The overwhelming majority of Indian HIV-1 subtype C strains, 96.8% (1012 out of 1045) were predicted to be R5-tropic according to C-PSSM analysis. There were discrepancies in predicting HIV-1 subtype C X4-tropism as most of the tools were developed for HIV-1 subtype B strains. The C-PSSM represents an improvement over currently available methods for predicting X4-viruses in subtype C populations; this method has an estimated sensitivity of 81.8% and specificity of 93.3%, values considerably superior compared to other tools [8]. Investigators studying co-receptor tropism prediction among African subtype C strains reported 100% concordance of C-PSSM with phenotypic assay in detecting CXCR4 [12]. Our data supports the predominance of R5 phenotype in subtype C infected patients in India. Our data also revealed a correlation between X4-tropism and the duration since first diagnosis although this is to be interpreted with caution given that only 2 X4-tropic strains were studied. Both patients harboring probable X4-tropic virus were diagnosed with HIV-1 infection for longer than 5 years. Two previous reports of X4-tropic HIV-1 subtype C viruses from India have not commented on the length of infection [19, 20]. The presence of X4-tropic strains is well known to be significantly associated with longer duration of HIV infection [27]. Variations at position 16 and 18 of the V3 loop in R5 viruses have been reported to lead to X4 tropism [28]. In all the Indian R5 tropic HIV-1 subtype C sequences including cohort sequences (additional file 2), the GPGQ crown motif was significantly conserved, but in Indian X4 tropic strains, the 18th position was variable (Figure 2B). The overall conserved nature of HIV-1 subtype C V3 sequence may reduce the possibility of co-receptor switch in subtype C viruses and may partially explain the low prevalence of X4-tropic strains. An additional contributory factor for the high prevalence of R5-tropic strains may be the presence of a large pool of CCR5 positive CD4 cells in the Indian population which allows for the R5-strains to have improved replication fitness [29]. CCR5 expression on CD4+ cells of HIV-1 infected individuals is higher among the Indian population (26.8%) [29] compared to the population in the USA (13.2%) [30]. Two European studies showed varying levels of expression of CCR5 on CD4+ cells from HIV-infected individuals; 28% in Netherlands [31] and 17% in Italy [32].
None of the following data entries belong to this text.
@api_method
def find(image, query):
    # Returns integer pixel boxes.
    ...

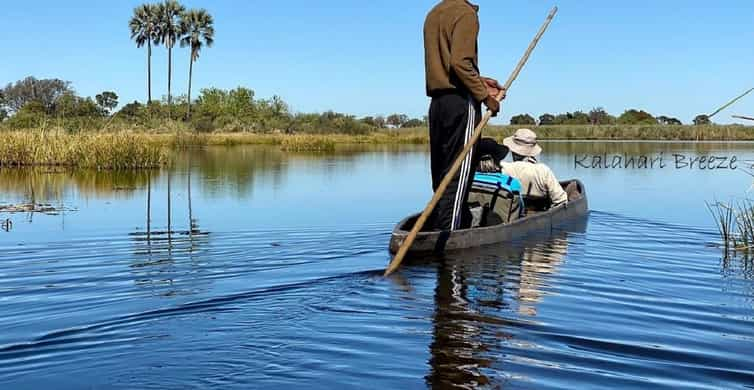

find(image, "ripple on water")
[0,213,754,389]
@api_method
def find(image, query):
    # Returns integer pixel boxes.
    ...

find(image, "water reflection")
[426,221,586,388]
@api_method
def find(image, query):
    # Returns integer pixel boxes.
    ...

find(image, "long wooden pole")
[385,7,558,276]
[707,88,754,118]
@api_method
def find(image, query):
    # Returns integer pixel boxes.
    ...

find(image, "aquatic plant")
[707,200,754,257]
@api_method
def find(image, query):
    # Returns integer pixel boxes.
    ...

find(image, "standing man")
[424,0,502,231]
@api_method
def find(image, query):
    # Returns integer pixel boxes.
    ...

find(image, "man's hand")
[484,96,500,118]
[482,77,505,99]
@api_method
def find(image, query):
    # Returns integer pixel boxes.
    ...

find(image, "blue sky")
[0,0,754,123]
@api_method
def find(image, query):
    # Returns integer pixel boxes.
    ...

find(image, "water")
[0,143,754,389]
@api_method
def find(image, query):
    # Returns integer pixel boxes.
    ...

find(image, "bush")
[511,114,537,125]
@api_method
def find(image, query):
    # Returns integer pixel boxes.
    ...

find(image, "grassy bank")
[0,124,754,169]
[0,131,168,169]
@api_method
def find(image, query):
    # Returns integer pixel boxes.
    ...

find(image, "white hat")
[503,129,542,157]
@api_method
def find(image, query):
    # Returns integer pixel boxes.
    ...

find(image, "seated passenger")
[500,129,568,209]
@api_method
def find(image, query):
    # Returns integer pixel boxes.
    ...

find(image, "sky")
[0,0,754,123]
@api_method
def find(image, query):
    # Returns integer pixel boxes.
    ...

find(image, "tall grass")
[0,131,168,169]
[707,200,754,257]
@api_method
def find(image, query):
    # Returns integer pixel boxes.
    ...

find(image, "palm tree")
[157,0,186,116]
[181,9,215,118]
[128,4,160,103]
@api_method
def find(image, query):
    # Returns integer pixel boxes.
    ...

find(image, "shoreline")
[0,125,754,170]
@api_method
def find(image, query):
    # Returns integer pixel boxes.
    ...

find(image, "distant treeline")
[511,107,712,126]
[0,77,426,134]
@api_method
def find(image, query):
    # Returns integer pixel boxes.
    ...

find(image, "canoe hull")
[390,181,589,254]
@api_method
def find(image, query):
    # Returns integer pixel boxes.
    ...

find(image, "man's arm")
[545,167,568,206]
[450,12,489,102]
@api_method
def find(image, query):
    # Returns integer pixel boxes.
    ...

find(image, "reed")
[280,135,335,152]
[0,131,168,170]
[707,200,754,257]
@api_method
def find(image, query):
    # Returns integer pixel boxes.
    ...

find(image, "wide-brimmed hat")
[503,129,542,157]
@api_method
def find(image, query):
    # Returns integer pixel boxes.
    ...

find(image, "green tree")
[0,76,73,113]
[618,109,657,125]
[694,114,712,126]
[385,114,408,127]
[118,101,144,119]
[589,107,616,125]
[53,93,105,118]
[511,114,537,125]
[128,4,160,103]
[401,118,424,128]
[94,91,118,114]
[157,0,186,116]
[657,115,683,125]
[181,9,215,118]
[539,114,555,126]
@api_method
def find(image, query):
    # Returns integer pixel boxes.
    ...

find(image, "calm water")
[0,143,754,389]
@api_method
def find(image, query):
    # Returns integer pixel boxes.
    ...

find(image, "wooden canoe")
[390,180,589,255]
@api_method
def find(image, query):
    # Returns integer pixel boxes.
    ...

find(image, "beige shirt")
[500,161,568,206]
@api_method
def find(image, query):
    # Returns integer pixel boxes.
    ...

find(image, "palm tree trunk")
[186,53,194,119]
[147,41,152,104]
[168,44,173,119]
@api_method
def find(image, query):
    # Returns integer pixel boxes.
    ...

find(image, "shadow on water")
[403,218,588,389]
The implementation of antiretroviral therapy (ART) in resource-limited settings requires use of standard first- and second-line therapies. CCR5 receptor antagonists such as maraviroc is a potential future option for second-line therapy in populations where R5-tropic strains predominate [33, 34]. The high proportion of R5-tropic strains and decreased evidence of co-receptor switch in HIV-1 subtype C viruses in India support the proposition that CCR5-antagonists may be promising drugs for future HIV treatment although concerns about potential overgrowth of X4-tropic strains need to be adequately addressed.

Conclusions

The present study, the first of its kind from India where a large number of env sequences were subjected to in silico co-receptor prediction analysis, revealed high prevalence of R5-tropism and greater homogeneity within the V3 loop sequences of HIV-1 subtype C Indian strains. Although prediction tools may not entirely substitute experimental evaluation, the simplicity of in silico strategies highlighted in this study can be a major advantage for coreceptor tropism prediction in resource-constrained settings. Furthermore, our findings also allude to the possibility of including CCR5 antagonists to the anti-retroviral repertoire with additional necessary precautions. The therapeutic implications of our findings are of global relevance and will facilitate further research on HIV-1 co-receptor usage and viral diversity.

Conflicts of interests

The authors declare that they have no competing interests.